Ini sekaligus sebagai pembuktian BP2MI selalu memberikan yang terbaik pada hal pelayanan publik khususnya bagi Pekerja Migran Indonesia (PMI) . “Alhamdulillah BP2MI tahun ini kembali menorehkan prestasi peringkat terbaik II,” kata Sekretaris Utama BP2MI Rinardi yang dimaksud hadir secara langsung menerima penghargaan, Kamis (22/8/2024).

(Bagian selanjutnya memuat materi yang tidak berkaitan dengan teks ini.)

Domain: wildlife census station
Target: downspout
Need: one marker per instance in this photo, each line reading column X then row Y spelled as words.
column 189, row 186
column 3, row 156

Rinardi berharap prestasi serta capaian yang mana baik yang disebutkan seharusnya dipertahankan. Bahkan ditingkatkan lagi arah lebih lanjut baik untuk peluang kerja berikutnya. ”Ayo terus kita bahu-membahu menunjukkan kerja cerdas, kerja sungguh-sungguh untuk memajukan Lembaga yang kita cintai ini,’’ ujarnya.
Penghargaan ini merupakan bukti komitmen BP2MI melalui Biro Hukum juga Hubungan Warga pada pelayanan dokumentasi lalu informasi hukum. Proses penyerahan Penghargaan berlangsung di tempat Hotel Aston Kartika Grogol, Jakarta, Kamis (22/8/2024). Kegiatan JDIHN ini diadakan setiap tahun oleh Kemenkumham .
Menteri Hukum serta Hak Asasi Manusia (Menkumham) Supratman Andi Agtas, yang diwakili Kepala Badan Pembinaan Hukum Nasional (BPHN) Widodo Ekatjahjana pada sambutannya menyampaikan apresiasi terhadap seluruh anggota JDIHN. Karena sudah pernah mengupayakan terdokumentasikannya dokumen hukum dan juga terintegrasi secara nasional sehingga mampu menyediakan sumber daya hukum yang lengkap, akurat, serta mudah diakses.
‘’Ini adalah sarana meningkatkan literasi hukum. Dimana JDIHN juga merupakan salah satu upaya pemerintah di mewujudkan literasi hukum di area masyarakat. JDIHN sudah pernah mengubah cara birokrasi pemerintah bekerja, dari berbasis konvensional atau manual menjadi berbasis internet yang dapat mempermudah akses penyebaran informasi hukum untuk masyarakat,” katanya.
Widodo berharap para pimpinan dan juga anggota JDIHN masih berikrar untuk melaksanakan pengelolaan JDIH agar lebih tinggi optimal lagi. Tema yang diusung di Pertemuan Nasional Pengelola JDIH Tahun 2024 yakni “JDIHN Berkualitas Mengembangkan Literasi kemudian Kepatuhan Hukum”.
Pemilihan tema menurut Kepala Pusat JDIH Nasional BPHN, Jonny Pesta Simamora, sejalan dengan arah kebijakan strategis pemerintah pada Menyongsong Indonesia Emas 2045 dengan peningkatan literasi juga kepatuhan hukum melalui JDIHN. Terdapat peningkatan signifikan pengelolaan JDIH selama beberapa tahun terakhir.
Ini terlihat dari meningkatnya jumlah agregat anggota yang mana terintegrasi kemudian peningkatan laporan oleh anggota JDIHN. Dari 1.617 instansi Anggota JDIHN, 1.234 instansi telah lama terintegrasi dengan Portal JDIHN.GO.ID. Laporan anggota JDIH juga meningkat dari 612 laporan pada tahun 2022 menjadi 736 laporan di tempat tahun 2023. ”Peningkatannya signifikan, yakni 124 laporan atau 20,26%,” ujarnya.